Objective: A higher leptin (LPT) is associated with a greater cardiometabolic risk. Some studies also showed a positive association between LPT and cardiovascular organ damage but no consistent data are available about a predictive role of LPT on cardiac remodelling. Hence, the aim of this study was to evaluate the potential role of LPT on the incidence of left ventricular hypertrophy (LVH) in a sample of adult men.
Methods: The study population was made up of 439 individuals (age: 51 years) without LVH at baseline, participating in The Olivetti Heart Study. The ECG criteria were adopted to exclude LVH at baseline and echocardiogram criteria for diagnosis of LVH at follow-up were considered.

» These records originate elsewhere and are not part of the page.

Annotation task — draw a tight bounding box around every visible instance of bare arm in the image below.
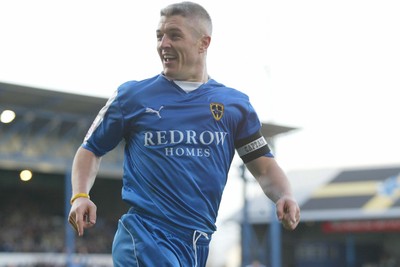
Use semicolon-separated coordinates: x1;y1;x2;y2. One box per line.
246;157;300;230
69;147;101;236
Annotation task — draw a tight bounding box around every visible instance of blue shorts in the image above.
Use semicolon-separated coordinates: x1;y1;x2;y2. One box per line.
112;209;211;267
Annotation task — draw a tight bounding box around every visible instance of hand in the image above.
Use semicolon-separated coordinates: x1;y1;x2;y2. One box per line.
68;198;97;236
276;197;300;230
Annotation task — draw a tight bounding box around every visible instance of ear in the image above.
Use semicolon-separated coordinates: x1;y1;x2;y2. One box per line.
199;35;211;53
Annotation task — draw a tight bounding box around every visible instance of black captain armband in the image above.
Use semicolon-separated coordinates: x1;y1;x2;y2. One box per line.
235;131;271;163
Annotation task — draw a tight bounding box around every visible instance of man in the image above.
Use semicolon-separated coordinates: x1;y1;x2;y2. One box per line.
69;2;300;267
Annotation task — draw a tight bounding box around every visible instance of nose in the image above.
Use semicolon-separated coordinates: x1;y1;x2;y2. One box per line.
158;34;171;48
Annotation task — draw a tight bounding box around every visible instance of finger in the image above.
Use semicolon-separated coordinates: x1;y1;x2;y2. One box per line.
86;207;97;225
276;201;285;221
68;216;79;234
75;211;85;236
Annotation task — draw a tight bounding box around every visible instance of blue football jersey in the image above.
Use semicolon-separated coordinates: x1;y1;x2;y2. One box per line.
83;75;270;232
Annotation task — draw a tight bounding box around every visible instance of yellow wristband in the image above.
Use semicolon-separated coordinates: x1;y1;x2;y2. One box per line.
70;193;90;205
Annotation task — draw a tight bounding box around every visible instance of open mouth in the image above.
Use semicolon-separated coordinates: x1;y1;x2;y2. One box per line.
162;55;176;63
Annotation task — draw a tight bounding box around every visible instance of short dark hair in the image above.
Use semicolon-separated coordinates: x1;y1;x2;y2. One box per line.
160;1;212;35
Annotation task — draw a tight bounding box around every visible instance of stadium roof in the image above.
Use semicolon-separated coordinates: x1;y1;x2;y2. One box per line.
0;82;295;178
0;83;122;177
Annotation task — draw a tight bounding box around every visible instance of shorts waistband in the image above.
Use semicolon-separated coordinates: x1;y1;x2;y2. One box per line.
127;208;213;245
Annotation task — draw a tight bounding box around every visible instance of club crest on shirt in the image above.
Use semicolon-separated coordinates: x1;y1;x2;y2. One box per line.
210;103;224;121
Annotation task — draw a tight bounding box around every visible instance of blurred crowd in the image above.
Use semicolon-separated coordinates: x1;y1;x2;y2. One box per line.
0;203;116;254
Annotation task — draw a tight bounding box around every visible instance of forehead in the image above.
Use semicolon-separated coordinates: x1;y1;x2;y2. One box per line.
157;15;193;32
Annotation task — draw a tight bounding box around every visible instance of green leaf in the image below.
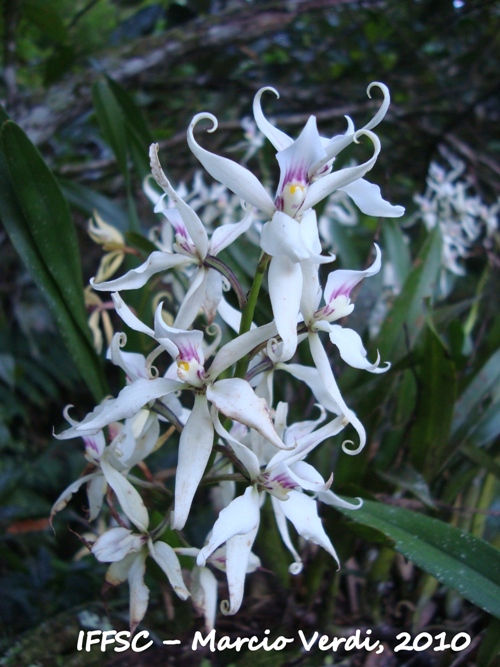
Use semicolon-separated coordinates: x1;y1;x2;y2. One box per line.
408;325;456;480
451;350;500;440
2;121;90;339
338;500;500;618
0;121;106;400
92;81;128;178
477;618;500;667
377;227;441;363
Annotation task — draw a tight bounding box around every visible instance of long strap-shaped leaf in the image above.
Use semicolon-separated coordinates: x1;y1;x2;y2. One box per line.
0;113;106;400
338;500;500;618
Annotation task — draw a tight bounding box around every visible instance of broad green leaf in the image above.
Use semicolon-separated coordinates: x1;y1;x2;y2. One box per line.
92;81;128;177
0;122;106;400
407;325;456;480
460;444;500;479
58;179;128;232
339;500;500;618
2;121;90;339
451;350;500;439
377;228;441;363
477;618;500;667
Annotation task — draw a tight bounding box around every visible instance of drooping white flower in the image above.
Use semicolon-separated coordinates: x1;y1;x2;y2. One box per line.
92;528;190;633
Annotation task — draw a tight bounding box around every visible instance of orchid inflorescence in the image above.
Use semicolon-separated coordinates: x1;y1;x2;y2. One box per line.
52;83;404;630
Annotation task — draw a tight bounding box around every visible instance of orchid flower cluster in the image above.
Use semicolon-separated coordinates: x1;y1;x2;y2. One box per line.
414;153;500;293
52;83;403;629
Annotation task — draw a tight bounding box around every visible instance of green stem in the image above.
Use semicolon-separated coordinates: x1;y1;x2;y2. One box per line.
234;252;271;378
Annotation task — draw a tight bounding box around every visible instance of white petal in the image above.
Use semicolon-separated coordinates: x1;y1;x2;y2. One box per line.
149;144;208;259
87;474;108;521
101;452;149;532
281;490;340;565
268;257;302;361
271;496;302;574
111;292;154;336
149;542;189;600
338;178;405;218
275;363;342;415
308;332;366;454
191;566;219;632
208;212;253;256
220;523;259;616
128;550;149;634
75;378;184;435
92;527;144;563
196;486;260;566
318;490;363;510
171;394;214;530
105;552;137;586
207;378;289;449
90;250;193;292
206;322;277;380
174;266;210;329
187;113;276;217
318;322;391;373
302;130;381;210
211;407;260;479
253;86;293;151
324;243;382;305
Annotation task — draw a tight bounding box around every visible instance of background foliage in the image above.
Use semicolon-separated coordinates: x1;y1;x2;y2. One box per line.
0;0;500;665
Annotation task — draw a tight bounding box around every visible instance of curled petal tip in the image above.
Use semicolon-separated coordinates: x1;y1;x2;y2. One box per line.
188;111;219;134
342;440;365;456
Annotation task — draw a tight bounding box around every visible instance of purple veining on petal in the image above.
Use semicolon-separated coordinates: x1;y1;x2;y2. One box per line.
176;342;201;364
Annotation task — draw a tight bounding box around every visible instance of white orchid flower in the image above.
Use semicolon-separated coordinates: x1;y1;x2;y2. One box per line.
175;536;260;630
187;83;404;361
197;409;360;614
92;528;190;633
66;294;292;529
50;408;160;530
91;149;252;329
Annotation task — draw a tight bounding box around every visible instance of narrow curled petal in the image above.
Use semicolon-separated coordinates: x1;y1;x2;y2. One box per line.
220;523;259;616
92;527;144;563
111;292;154;336
209;211;253;255
149;144;208;259
253;86;293;151
149;542;189;600
171;394;214;530
206;317;278;380
308;332;366;454
101;456;149;532
211;407;260;479
271;496;302;574
90;250;193;292
338;178;405;218
187;113;276;217
302;130;381;210
207;378;290;449
74;378;184;435
281;490;340;566
196;486;260;567
324;243;382;305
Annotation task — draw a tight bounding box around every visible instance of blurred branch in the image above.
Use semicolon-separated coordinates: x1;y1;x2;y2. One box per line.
14;0;356;144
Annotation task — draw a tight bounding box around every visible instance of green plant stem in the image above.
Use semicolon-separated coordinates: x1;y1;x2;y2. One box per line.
234;252;271;378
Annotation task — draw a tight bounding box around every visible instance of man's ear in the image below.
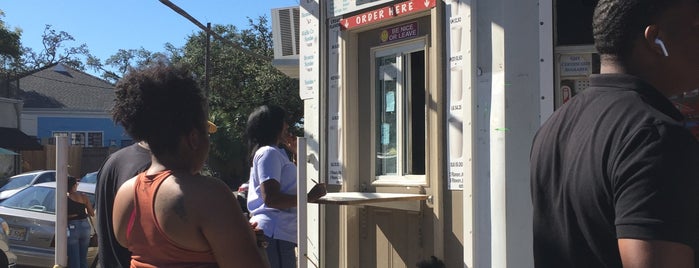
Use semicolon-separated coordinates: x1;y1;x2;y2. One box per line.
643;24;668;57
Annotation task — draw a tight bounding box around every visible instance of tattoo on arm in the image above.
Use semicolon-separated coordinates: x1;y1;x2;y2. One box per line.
175;197;187;222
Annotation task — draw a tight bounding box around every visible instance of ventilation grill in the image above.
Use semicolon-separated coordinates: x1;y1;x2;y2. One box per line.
272;7;299;59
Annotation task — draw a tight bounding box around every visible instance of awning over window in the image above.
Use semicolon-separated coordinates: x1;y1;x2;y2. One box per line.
0;127;42;150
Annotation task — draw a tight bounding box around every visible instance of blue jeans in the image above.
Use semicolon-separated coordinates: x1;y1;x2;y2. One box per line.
266;236;296;268
68;219;91;268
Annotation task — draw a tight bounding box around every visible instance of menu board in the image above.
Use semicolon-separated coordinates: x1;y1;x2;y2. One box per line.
327;17;342;185
445;0;472;190
299;0;320;100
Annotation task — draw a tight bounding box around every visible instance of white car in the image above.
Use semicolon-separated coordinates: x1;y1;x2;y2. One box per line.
0;170;56;200
0;182;95;267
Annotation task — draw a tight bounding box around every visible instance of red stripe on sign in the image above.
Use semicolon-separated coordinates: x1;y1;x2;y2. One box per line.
340;0;437;30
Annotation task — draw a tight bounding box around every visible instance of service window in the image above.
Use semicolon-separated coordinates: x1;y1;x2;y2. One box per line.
372;41;426;185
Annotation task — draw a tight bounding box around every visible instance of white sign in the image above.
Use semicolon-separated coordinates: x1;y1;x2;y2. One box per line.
327;17;342;185
560;54;592;76
299;0;320;100
444;0;471;191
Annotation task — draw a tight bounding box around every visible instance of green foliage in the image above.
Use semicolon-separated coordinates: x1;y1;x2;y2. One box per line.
0;10;22;76
20;24;94;71
0;10;22;59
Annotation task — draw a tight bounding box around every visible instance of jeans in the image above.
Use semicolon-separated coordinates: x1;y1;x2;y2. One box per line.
68;219;91;268
267;236;296;268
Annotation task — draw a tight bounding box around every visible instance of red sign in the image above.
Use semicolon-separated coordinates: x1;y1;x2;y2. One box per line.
380;21;418;43
340;0;437;30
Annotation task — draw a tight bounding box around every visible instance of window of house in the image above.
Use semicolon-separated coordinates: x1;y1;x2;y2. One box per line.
49;131;103;147
372;42;427;184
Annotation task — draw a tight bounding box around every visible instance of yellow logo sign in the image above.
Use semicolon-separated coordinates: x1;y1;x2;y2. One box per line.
381;30;388;43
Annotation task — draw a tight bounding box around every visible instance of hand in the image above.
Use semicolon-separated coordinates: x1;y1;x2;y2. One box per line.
284;133;297;155
250;222;269;248
308;183;328;202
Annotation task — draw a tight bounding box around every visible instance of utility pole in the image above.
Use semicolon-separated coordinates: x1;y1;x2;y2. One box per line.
204;22;211;97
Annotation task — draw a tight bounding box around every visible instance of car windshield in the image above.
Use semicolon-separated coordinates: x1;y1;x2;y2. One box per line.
0;174;36;191
0;186;56;214
0;186;95;214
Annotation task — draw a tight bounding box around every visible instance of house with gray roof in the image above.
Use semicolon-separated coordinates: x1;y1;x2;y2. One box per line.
10;63;132;147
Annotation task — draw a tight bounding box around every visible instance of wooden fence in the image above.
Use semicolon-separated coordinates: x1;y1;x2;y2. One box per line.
21;145;116;178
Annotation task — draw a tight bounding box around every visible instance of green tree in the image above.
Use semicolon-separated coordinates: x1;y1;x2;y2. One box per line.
20;24;91;71
0;10;22;61
173;17;303;186
87;46;181;83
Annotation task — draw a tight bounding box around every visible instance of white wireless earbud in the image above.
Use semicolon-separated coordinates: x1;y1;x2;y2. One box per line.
655;38;670;57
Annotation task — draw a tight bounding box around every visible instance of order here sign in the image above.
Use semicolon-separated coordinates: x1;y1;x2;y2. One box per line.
340;0;437;30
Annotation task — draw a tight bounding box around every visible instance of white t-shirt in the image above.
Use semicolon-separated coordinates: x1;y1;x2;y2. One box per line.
248;146;297;243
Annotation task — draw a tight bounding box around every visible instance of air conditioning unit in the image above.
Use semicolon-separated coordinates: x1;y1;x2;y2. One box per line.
272;7;300;78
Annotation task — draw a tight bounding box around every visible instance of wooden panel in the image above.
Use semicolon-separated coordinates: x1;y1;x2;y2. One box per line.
360;208;426;268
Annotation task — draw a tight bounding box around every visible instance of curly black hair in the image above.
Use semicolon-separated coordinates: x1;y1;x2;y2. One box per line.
112;62;206;156
592;0;679;62
245;105;287;165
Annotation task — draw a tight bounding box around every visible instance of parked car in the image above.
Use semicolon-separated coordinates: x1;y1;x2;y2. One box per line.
0;170;56;201
0;182;95;267
0;218;17;267
80;171;97;184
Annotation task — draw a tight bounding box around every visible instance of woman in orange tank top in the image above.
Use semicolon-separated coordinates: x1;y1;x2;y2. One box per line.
112;63;265;267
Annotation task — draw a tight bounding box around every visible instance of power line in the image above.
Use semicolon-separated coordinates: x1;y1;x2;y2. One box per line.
29;74;114;90
160;0;272;62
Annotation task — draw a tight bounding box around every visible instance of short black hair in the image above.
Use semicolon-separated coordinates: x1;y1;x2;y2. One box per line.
112;62;207;156
245;105;286;164
592;0;680;61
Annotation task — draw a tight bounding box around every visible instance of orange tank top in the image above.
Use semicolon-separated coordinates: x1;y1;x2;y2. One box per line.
126;170;218;268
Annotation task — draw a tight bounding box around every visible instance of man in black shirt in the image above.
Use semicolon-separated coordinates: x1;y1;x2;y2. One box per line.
95;143;151;268
531;0;699;267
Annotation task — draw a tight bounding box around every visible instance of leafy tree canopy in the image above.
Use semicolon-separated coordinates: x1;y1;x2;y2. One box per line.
173;17;303;185
21;24;91;71
0;10;22;60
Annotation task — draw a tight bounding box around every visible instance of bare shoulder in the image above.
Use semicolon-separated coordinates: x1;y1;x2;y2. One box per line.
115;177;136;202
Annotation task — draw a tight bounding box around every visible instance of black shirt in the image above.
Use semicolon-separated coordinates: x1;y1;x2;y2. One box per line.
531;74;699;267
95;143;151;268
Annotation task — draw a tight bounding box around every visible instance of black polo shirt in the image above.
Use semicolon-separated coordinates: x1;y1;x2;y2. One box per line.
531;74;699;267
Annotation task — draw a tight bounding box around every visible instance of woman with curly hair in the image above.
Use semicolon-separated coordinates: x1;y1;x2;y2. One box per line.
112;63;265;267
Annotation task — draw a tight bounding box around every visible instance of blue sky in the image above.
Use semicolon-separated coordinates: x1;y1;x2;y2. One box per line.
0;0;298;66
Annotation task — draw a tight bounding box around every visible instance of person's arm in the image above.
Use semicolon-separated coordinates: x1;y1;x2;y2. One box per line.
611;125;699;268
618;239;694;268
260;179;296;209
194;179;266;268
260;180;328;209
112;177;136;247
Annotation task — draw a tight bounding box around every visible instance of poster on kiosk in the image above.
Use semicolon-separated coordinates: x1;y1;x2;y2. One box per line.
554;46;600;109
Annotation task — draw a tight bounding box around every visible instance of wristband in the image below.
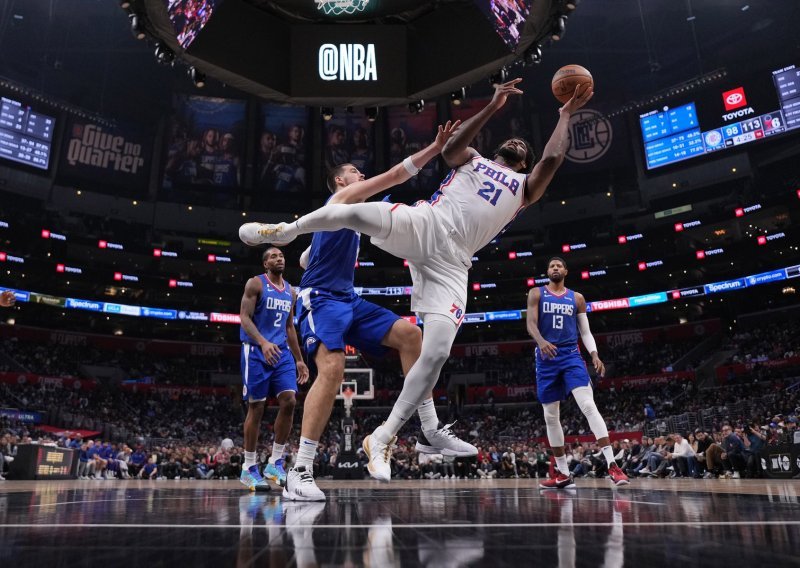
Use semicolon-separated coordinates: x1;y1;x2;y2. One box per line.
403;156;420;176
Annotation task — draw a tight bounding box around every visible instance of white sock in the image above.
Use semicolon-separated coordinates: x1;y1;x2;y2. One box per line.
417;398;439;432
600;446;617;467
269;442;286;464
294;437;319;470
556;456;569;475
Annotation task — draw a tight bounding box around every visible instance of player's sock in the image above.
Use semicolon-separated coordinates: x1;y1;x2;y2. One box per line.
417;398;439;432
294;437;319;471
269;442;286;464
600;446;617;467
296;201;391;238
376;316;458;444
556;455;569;475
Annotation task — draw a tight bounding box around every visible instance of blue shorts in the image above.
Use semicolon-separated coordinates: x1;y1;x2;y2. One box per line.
297;289;400;360
536;346;592;404
241;343;297;402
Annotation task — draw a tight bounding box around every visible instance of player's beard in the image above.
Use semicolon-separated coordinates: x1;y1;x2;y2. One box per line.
497;146;525;167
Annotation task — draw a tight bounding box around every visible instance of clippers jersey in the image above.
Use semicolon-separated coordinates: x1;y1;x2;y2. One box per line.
300;195;361;295
244;274;292;349
539;286;578;347
430;156;528;256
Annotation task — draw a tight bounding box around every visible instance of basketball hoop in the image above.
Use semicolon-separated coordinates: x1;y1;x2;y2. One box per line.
342;385;356;417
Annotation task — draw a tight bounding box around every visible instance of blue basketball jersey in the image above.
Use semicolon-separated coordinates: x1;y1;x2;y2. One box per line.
539;286;578;346
300;199;361;294
244;274;292;348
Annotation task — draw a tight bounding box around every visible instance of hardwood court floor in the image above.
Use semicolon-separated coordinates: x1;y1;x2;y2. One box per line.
0;479;800;568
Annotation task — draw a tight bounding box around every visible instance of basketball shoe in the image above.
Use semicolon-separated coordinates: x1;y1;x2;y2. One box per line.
361;433;397;483
283;466;325;501
539;471;575;489
239;223;296;247
416;422;478;458
264;458;286;487
608;464;630;485
239;465;271;491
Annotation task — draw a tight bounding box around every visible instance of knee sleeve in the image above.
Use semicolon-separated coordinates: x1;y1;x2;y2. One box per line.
542;402;564;448
572;387;608;440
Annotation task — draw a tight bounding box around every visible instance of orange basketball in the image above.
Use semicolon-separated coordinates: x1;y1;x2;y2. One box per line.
550;65;594;104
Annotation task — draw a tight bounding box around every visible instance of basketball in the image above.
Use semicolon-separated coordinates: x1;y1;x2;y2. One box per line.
550;65;594;104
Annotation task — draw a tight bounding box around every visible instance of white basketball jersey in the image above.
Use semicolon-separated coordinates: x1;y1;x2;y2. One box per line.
430;156;527;256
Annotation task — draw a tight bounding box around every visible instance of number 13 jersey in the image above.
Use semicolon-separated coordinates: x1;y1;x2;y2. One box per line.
539;286;578;347
430;156;528;256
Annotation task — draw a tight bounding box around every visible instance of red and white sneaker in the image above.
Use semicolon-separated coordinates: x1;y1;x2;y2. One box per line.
608;464;630;485
539;471;575;489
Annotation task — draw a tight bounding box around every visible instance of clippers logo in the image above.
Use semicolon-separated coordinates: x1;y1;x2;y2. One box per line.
722;87;747;111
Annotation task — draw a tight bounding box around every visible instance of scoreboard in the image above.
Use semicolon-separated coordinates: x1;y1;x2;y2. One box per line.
639;65;800;170
0;97;56;170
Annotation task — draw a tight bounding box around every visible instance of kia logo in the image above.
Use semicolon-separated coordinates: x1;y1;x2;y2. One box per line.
725;93;744;106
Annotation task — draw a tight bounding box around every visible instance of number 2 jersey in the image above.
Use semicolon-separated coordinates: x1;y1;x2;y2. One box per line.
539;286;578;347
239;274;292;349
430;156;528;256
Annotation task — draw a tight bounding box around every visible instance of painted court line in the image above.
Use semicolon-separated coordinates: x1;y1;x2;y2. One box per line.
0;520;800;530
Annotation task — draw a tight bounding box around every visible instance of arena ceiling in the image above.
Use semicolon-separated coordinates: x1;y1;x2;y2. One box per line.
0;0;800;124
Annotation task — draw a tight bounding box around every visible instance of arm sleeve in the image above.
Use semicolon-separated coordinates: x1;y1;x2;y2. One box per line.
300;247;311;270
578;313;597;354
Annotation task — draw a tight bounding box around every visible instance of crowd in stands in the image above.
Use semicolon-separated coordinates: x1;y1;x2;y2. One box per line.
0;322;800;479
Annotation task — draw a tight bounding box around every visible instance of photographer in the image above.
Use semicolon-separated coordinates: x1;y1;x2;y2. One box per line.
744;422;767;478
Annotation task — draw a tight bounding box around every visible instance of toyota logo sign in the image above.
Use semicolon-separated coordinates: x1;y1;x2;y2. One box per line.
725;93;744;106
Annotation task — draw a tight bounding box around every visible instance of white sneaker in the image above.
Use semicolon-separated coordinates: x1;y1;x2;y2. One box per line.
416;422;478;458
239;223;295;247
283;466;325;501
361;432;397;483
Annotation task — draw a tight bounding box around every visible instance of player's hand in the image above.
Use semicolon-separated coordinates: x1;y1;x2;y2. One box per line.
558;85;594;114
433;120;461;149
592;355;606;377
539;341;558;359
295;361;309;385
0;290;17;308
489;77;522;109
261;339;281;366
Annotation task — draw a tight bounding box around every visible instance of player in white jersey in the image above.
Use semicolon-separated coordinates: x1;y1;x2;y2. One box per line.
239;79;593;479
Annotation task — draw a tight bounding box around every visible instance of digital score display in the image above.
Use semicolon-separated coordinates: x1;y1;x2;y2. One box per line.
0;97;56;170
639;65;800;170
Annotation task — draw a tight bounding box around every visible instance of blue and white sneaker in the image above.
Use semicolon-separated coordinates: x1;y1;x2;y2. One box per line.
264;458;286;487
239;465;272;491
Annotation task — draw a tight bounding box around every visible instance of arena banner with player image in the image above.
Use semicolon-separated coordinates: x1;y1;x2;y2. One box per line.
58;117;153;197
322;109;375;177
254;104;310;200
387;104;443;195
452;97;533;159
162;95;247;204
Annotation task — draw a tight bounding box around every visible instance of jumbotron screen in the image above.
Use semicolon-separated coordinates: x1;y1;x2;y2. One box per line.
475;0;532;51
167;0;224;49
639;65;800;170
0;97;56;170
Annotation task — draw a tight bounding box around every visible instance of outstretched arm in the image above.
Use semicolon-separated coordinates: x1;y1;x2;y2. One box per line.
575;294;606;377
442;79;522;168
525;86;594;205
328;120;461;203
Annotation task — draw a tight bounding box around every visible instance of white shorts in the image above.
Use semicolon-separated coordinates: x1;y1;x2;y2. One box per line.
370;202;472;325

Results: At baseline, LPT was significantly and positively correlated with BMI, waist circumference, ECG indices, SBP and DBP but not with age and renal function. At the end of the 8-year follow-up period, there was an incidence of 23% in LVH by echocardiography. Individuals who developed LVH had higher baseline age, LPT, BMI, waist circumference, blood pressure and ECG indices (P < 0.05). Furthermore, those that had LPT above the median had greater risk to develop LVH (odds ratio: 1.7; P < 0.05). This association was also confirmed after adjustment for main confounders, among which changes in blood pressure and anthropometric indices.
Conclusion: The results of this study suggest a predictive role of circulating LPT levels on cardiac remodelling expressed by echocardiographic LVH, independently of body weight and blood pressure changes over the years.